Dalam membuat rumah tinggal baru diadakan berbagai upacara-upacara mendirikan rumah yaitu:
Sebelum mendirikan rumah selalu di dahului dengan penelitian tanah untuk tempat dimana rumah itu akan
didirikan. Tekhnik penelitian tanah itu sifatnya masih tradisional, antara lain dengan memasukan lidi ke dalam
tanah atau memasukan ujung parang diiringi dengan mantra-mantra, dimana nanti akan nyata apakah tempat itu
baik atau tidak baik sebagai lokasi perumahanpekerjaan penelitian tanah tersebut dilakukan oleh dukun yang
khusus bertugas untuk itu. Jadi dukunlah yang berhak menentukan dimana sebaiknya rumah didirikan.
2. Melubangi tiang
Mendahului pelaksaannya dipilih hari baik, kemudian di undanglah para orang tua dan tukang yang akan
membangun rumah itu. Dalam pertemuan tersebut diadakan sesajian dengan tujuan agar tiang rumah kuat, dan
tahan lama serta merupakan persembahan bagi makhluk-makhluk halus di sekitar tempat bangunan itu.
3. Mendirikan rumah
Bilamana tiang-tiang telah selesai dilubangi seluruhnya, maka dicarilah suatu hari yang baik oleh para orang tua
untuk menentukan hari mendirikan rumah. Untuk ini disediakan sesajian pula, yaitu:
Pisang setadan
Jagung seikat
Padi sebernas
4. Menyelamati rumah
Upacara ini dilakukan kelak apabila sebuah bangunan rumah sudah selesai didirikan dan sebelumnya penghuni
rumah menempatinya, sebagai upacara selamatan tanda pengucapan syukur dan kegembiraan atas selesainya
bangunan rumah itu.
Hubungan ke Luar
Pada tahun 1669 antara VOC (belanda) sudah ada bentuk hubungan dengan kerajaan-kerajaan Banawa,
Tawaeli, Palu, Loli dan Sigi (selanjutnya disebut kerajaan-kerajaan Kaili).

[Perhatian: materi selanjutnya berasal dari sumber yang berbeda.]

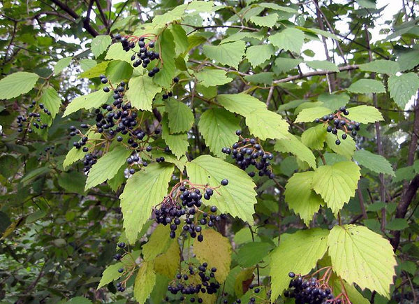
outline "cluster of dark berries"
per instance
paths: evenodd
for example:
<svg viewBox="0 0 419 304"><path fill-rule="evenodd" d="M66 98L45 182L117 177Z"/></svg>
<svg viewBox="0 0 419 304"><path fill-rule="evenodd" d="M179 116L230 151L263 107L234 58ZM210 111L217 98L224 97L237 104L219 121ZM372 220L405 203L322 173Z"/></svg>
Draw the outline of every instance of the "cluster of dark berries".
<svg viewBox="0 0 419 304"><path fill-rule="evenodd" d="M180 301L185 300L185 296L188 295L198 295L200 293L216 294L220 288L220 284L215 277L215 273L216 273L215 267L210 268L208 267L208 264L204 262L196 268L191 265L189 266L186 271L187 274L178 273L176 275L176 279L168 287L168 290L172 294L177 294L178 293L182 294ZM188 284L188 280L191 277L196 275L199 277L201 282L200 284ZM168 301L168 298L166 298L166 301ZM196 299L194 297L191 297L189 298L189 301L191 303L196 301L197 303L203 303L203 301L201 298Z"/></svg>
<svg viewBox="0 0 419 304"><path fill-rule="evenodd" d="M84 149L84 147L83 147ZM90 168L93 165L94 165L98 161L97 155L93 154L91 153L87 153L84 155L84 158L83 159L83 171L85 173L89 173Z"/></svg>
<svg viewBox="0 0 419 304"><path fill-rule="evenodd" d="M320 283L315 277L303 279L290 273L289 277L293 278L290 282L289 289L284 296L295 299L295 304L341 304L340 298L335 298L331 289L325 284Z"/></svg>
<svg viewBox="0 0 419 304"><path fill-rule="evenodd" d="M329 133L335 134L337 137L337 130L342 130L344 133L341 136L343 140L346 139L348 134L352 136L356 136L357 131L360 130L360 124L353 120L349 120L341 115L348 115L349 111L345 107L341 107L336 113L325 115L321 118L316 118L315 122L317 123L323 122L328 124L326 130ZM333 125L330 125L329 122L332 122ZM341 141L339 138L335 142L337 145L340 145Z"/></svg>
<svg viewBox="0 0 419 304"><path fill-rule="evenodd" d="M221 181L221 184L225 186L228 184L228 180L224 179ZM186 188L186 186L189 186ZM175 190L175 194L169 194L164 198L159 209L154 210L156 222L163 225L170 225L170 238L176 237L176 231L182 223L182 218L184 216L184 222L182 227L182 233L184 236L189 236L191 238L196 238L199 242L204 240L201 231L203 230L201 225L207 225L209 227L213 227L216 222L225 218L226 215L216 215L217 208L216 206L212 206L210 211L201 210L200 208L203 205L202 198L210 200L214 194L212 188L203 187L200 189L190 184L177 184L173 187ZM204 194L201 193L203 190ZM173 190L172 190L173 191ZM202 217L201 217L202 215Z"/></svg>
<svg viewBox="0 0 419 304"><path fill-rule="evenodd" d="M138 43L140 47L139 52L135 52L131 56L131 61L134 61L133 66L136 68L141 65L143 68L147 68L150 62L154 59L159 59L160 55L157 52L151 50L154 48L154 41L149 41L148 43L145 41L145 37L136 37L136 36L121 36L119 34L115 35L115 39L119 41L122 44L122 48L125 52L128 52L130 50L133 50L135 45ZM154 66L151 71L149 71L148 75L153 77L157 73L160 71L160 68L157 66Z"/></svg>
<svg viewBox="0 0 419 304"><path fill-rule="evenodd" d="M17 122L17 132L23 131L24 128L27 128L29 133L32 133L32 127L36 129L46 129L48 125L43 123L41 120L41 113L43 111L47 115L50 116L51 112L45 108L43 103L40 103L36 106L36 101L33 101L29 105L29 108L34 109L34 110L28 114L28 117L24 115L17 115L16 119ZM24 126L24 125L26 125Z"/></svg>
<svg viewBox="0 0 419 304"><path fill-rule="evenodd" d="M275 175L270 168L269 161L274 158L272 154L264 151L256 138L243 138L240 130L236 131L236 134L240 136L240 140L235 143L232 148L223 147L221 152L228 155L231 154L231 158L235 161L240 168L246 170L252 165L258 170L259 176L266 175L270 179L274 178ZM254 171L251 171L248 174L251 178L255 176Z"/></svg>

Hubungan tersebut berbentuk hubungan dagang. Belanda (VOC) mengadakan kontrak pembelian emas.
Disamping itu juga di ketahui adanya hubungan persahabatan dengan wakil penguasa Portugis di Ternate pada
zaman pemerintahan Sultan Bato. Juga sudah ada hubungan dagang antara Toli-Toli dengan Maluku, Ujung
Pandang, Ta Bara (Singapura), dan Malaka.
Akibat Hubungan
Belanda membuat benteng atau loji di Parigi pada tahun 1770 dan di Lambunu. Pembuatan loji di Parigi
dimaksudkan untuk mengawasi penambangan emas di Parigi, yang diusahakan oleh Nedherland Celebes
Maatschappij. Tetapi tambang ini tak lama usianya. Produksinya merosot karena itu dianggap tidak sepadan
penghasilan dengan ongkos atau yang dikeluarkan. Akibatnya pada tahun 1795 pendudukan atas Parigi
dihapuskan dan sejak saat itu sampai kurang lebih tahun 1850 Belanda tidak menghiraukannya lagi. Tentang
Pombang Lipu dari Toli-Toli dengan wakil Portugis di Ternate, dimana Pombang Lipu memberikan emas pada
Portugis maka beliau dilantik oleh Portugis menjadi raja Toli-Toli pada tahun 1592. Pada abad XVII VOC
mengadakan hubungan dengan Raja Toli-Toli yang sudah memeluk agama islam. Sultan Pondu yang sudah
beragama islam di perintah memelihara babi, tapi Sultan Pondu memberontak atas perintah ini. Akibatnya beliau
dibunuh dengan secara kejam oleh Belanda, beliau diikat pada dua ekor kuda yang kemudian kuda tersebut
disuruh lari kea rah yang berlawanan sehingga badan sultan terbelah dua. Hukuman ini dilaksanakan di Manado.